It may be that the only thing worse than a trite “prescription” for something is a complete lack of definition for that same “something”. We may be in that situation with “cloud-native”. Worse, because we don’t really have a broadly accepted definition of what cloud-native is, we may be facing major challenges in achieving it.
The definitional part, I think, may be easier than we think. “Cloud-native” to me is an application model that works optimally in public cloud services, but is either difficult or impossible to achieve in a data center. The trick in getting anything from this definition is to confront what’s truly different about public cloud.
This can’t be something subtle, like economics. Even if it were true that public cloud was universally cheaper than data centers (which it is not), the universality of the truth would mean that you couldn’t accept “more economical” was the fundamental property of “cloud-native”. After all, “native” means “emerging uniquely from”. What are the “native” properties of the cloud? I think we could define four of them.

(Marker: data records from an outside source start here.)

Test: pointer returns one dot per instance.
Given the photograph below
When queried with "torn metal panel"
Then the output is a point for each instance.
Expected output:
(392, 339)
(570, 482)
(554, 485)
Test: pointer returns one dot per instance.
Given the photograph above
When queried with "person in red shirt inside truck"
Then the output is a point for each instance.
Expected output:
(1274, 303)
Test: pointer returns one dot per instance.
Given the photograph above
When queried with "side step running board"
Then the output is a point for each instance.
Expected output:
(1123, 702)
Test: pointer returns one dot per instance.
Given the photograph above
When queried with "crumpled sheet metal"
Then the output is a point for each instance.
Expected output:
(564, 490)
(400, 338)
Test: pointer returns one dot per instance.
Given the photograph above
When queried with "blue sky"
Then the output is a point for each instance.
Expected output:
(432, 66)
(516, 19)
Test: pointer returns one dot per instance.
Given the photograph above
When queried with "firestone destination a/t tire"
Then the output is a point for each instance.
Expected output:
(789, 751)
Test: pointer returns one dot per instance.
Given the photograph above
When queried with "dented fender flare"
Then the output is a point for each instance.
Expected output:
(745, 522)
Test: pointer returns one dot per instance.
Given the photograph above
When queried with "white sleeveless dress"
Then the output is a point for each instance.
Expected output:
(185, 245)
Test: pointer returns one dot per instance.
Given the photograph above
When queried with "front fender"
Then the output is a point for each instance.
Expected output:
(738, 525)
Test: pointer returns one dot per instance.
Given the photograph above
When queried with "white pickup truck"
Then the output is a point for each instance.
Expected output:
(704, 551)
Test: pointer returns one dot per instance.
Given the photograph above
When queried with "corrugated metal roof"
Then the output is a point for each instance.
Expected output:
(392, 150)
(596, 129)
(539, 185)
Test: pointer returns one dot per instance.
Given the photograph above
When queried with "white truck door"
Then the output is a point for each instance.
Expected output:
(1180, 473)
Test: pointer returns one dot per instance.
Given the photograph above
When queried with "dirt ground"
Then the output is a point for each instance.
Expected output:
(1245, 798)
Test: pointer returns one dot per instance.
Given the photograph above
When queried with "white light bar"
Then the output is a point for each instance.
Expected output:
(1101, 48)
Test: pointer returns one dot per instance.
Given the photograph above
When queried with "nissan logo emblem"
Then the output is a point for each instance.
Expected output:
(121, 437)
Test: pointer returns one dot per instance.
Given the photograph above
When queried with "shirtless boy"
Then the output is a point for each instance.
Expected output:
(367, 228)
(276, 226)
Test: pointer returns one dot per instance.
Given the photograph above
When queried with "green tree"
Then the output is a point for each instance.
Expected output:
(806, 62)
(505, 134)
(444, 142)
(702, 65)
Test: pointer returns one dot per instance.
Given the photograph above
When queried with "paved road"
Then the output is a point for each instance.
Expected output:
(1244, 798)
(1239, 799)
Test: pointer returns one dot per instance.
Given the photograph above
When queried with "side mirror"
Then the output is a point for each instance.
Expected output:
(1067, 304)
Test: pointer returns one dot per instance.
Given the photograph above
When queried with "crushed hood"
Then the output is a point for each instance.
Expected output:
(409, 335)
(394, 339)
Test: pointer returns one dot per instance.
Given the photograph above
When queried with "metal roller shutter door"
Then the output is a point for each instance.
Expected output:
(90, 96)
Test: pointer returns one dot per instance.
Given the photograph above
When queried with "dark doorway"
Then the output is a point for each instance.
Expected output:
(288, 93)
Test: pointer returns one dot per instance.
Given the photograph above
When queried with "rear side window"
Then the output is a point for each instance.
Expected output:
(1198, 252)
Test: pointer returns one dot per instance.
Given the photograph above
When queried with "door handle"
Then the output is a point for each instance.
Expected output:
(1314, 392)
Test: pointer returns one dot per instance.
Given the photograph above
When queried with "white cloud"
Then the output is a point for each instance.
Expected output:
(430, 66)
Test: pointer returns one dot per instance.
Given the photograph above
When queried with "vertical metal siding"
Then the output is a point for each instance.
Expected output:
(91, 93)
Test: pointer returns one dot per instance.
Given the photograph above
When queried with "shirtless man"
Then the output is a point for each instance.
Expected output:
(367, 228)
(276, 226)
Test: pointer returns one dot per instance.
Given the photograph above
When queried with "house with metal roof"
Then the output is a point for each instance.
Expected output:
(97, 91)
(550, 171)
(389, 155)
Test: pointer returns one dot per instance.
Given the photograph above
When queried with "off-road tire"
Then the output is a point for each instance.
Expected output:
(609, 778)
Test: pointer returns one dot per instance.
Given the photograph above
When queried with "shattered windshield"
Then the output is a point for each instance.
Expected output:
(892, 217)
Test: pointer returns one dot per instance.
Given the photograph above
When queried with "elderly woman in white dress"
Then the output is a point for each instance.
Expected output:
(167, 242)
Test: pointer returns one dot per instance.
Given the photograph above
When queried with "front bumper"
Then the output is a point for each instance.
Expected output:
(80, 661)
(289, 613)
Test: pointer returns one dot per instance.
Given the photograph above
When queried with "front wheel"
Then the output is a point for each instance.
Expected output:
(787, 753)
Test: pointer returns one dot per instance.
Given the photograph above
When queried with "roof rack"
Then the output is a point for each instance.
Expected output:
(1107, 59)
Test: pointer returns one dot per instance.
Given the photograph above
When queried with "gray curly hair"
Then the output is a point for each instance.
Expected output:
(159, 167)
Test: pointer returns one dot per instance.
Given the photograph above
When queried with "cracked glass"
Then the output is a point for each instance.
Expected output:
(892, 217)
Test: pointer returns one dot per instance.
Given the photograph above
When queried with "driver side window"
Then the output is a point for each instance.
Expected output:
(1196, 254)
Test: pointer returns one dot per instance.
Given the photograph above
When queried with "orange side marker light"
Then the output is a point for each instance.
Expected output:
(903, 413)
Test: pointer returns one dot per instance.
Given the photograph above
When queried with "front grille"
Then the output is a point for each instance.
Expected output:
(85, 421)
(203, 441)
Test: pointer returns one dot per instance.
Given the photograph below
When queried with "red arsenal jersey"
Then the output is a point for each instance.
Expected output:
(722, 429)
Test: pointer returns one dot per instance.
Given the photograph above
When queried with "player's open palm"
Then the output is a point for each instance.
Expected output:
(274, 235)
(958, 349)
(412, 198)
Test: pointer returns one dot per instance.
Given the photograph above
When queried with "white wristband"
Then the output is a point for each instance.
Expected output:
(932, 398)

Number one is an elastic relationship between an application component and the resource that host it. Elasticity here means both “scalable” in the sense that the instances of a component can scale (infinitely, cost permitting) based on load, and resilience, meaning that a component can be replaced seamlessly if it’s broken.
This is the most profound of the defining points of cloud-native, because it reflects the focus of the whole idea. People think that containers equals cloud-native, but the fact is that you can run anything in a container, and run it the same way it could run in a data center. There’s nothing uniquely “cloud” about containers, nor should there be. A container is a mechanism to simplify component deployment by constraining what specifics that component can call upon from the hosting environment. A virtual machine is a general hosting concept; it looks like a server. A container looks like a specific kind of server, deployed in a specific network access framework.
I think you can make a strong argument that a cloud-native application should be based on containers, not because no other basis is possible, but because other hosting frameworks are (relatively) impractical. By presuming a specific but not particularly constraining framework within which componentized applications run, container-based systems enhance application lifecycle management.
In order for a component to be freely scalable (additional instances can be created in response to load) and resilient (the component can be replaced without impact if it fails), it cannot store information within itself. Otherwise, the execution of multiple instances or new instances would be different because that stored data wouldn’t be there. This is sometimes called “stateless” behavior, or “functional” behavior.
It’s difficult to build a transaction processing application entirely with stateless components; cashing a check or buying a product is inherently stateful. Hybrid cloud applications reflect this by creating an elastic front-end component set in the cloud, and then feed transactions to a transactional back-end usually run in the data center. That architecture is critical for cloud-native behavior.
The next thing you need is a mechanism for virtualizing the cloud-resident components. Containers, as I’ve said, aren’t about that. A “virtual component” looks like a single functional element no matter whether it’s been running an hour or has just spun up, no matter whether there’s only one of them or a thousand. To backstop the ability to scale and replace components because they’re stateless, we need to have a way of binding a request to a specific component instance. That means finding the darn thing, since it might have been spun up anywhere, and also finding an instance if it scaled, via a load-balancing mechanism.
You can do discovery and load-balancing already, and in fact many of the “level 3 switches” of the recent past were server load-balancing tools. The thing about cloud-native is that you don’t have servers in a virtual sense, so you don’t have a data center to sit load-balancing switches in. You need distributed load balancing and discovery, and that means you need service mesh technology.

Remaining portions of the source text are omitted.